Un programma didattico da portare avanti, un linguaggio da costruire perché quel programma incontri il mondo lessicale dei suoi studenti e una relazione da riguadagnarsi a ogni lezione perché la vita non tiene conto delle scadenze ministeriali. E quegli studenti vivono anche incidenti, violenze, omertà, ricatti, spaccio e tutto quel marasma di sovrapposizioni per cui nell’adolescenza un guaio sentimentale può essere grave quanto un guaio con la giustizia.

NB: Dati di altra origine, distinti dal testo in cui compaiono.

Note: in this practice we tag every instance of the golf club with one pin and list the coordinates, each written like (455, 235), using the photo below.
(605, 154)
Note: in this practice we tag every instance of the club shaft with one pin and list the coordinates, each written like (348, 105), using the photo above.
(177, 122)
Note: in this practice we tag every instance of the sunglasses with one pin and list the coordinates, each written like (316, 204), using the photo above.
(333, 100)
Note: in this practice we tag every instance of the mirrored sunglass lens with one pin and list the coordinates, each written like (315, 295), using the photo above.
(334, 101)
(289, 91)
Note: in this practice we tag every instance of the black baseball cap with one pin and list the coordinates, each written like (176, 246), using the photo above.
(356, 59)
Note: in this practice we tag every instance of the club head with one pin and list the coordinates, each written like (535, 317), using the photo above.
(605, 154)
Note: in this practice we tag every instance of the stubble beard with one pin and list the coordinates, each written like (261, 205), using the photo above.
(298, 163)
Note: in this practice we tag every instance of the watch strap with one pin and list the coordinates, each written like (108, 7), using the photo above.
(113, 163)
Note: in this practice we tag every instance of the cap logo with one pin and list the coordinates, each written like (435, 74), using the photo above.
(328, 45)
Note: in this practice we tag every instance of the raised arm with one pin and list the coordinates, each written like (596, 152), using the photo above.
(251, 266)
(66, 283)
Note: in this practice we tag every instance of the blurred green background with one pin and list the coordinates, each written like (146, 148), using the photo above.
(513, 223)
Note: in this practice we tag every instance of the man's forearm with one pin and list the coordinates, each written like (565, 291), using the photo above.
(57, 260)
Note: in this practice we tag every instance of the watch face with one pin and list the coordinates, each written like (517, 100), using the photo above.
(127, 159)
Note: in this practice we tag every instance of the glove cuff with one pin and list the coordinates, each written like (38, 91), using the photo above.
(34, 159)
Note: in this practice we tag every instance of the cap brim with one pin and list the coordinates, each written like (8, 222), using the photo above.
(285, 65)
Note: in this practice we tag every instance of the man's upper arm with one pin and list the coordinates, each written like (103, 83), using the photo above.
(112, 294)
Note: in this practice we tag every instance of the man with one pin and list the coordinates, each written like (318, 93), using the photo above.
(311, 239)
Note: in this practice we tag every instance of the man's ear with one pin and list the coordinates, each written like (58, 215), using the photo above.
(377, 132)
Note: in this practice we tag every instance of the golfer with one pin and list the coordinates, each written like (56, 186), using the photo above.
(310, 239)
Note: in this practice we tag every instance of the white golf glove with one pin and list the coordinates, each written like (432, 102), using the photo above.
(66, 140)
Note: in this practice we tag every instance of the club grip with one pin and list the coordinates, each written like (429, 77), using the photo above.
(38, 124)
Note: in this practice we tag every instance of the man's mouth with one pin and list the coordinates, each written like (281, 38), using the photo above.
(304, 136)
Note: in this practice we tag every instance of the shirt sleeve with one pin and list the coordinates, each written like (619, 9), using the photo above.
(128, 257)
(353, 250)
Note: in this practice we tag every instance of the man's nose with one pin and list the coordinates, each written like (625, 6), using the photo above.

L’età in cui si sa istintivamente che il tempo è soprattutto quello che si percepisce. Il secondo movimento con cui Cenciarelli fa diventare comune il suo romanzo sull’ultimo anno di scuola della quinta A è la scelta linguistica operata. Il lessico è colloquiale, dialettale e calato in un presente immediato che restituisce il clima dell’aula forzandoci a una immedesimazione completa. Ma ci sono delle fughe in avanti. Piccoli brani incastonati nell’olio del romanaccio in cui scorrono i mesi scolastici che descrivono le vite degli studenti prima e dopo l’anno della maturità. Interviene il tempo e una sua prima dilatazione. Che l’autrice esaspera ulteriormente nel mondo degli oggetti scolastici. Le aule, i cancelli, le pareti, i corridoi, i distributori della scuola ricevono una umanizzazione. Sono personaggi anche loro, testimoni di una ulteriore durata: quella della scuola in sé, che vede scorrere tutte le vicende minute dei protagonisti di questo romanzo, e quelle di altri professori e altri studenti ancora. La scuola è immobile, ma viva, contenitore vigile degli squilibri passeggeri dei suoi abitanti.

E, infine, il tono usato. Cenciarelli riesce a costruire un romanzo sul fallimento tenendosi equidistante tanto dalla retorica che dal cinismo. Non c’è alcuna caduta nella nostalgia di un dover essere dell’educazione irrimediabilmente perduto, nessuna gerarchia di valori senza tempo e nessuna salvezza a buon mercato purché ci si impegni. Ma c’è un attaccamento ostinato alle domande che il mestiere dell’insegnante porta con sé: si salveranno?

Li salverò? E, subito, la loro risposta ironica: “A pressoré, ma salvarci da cosa?”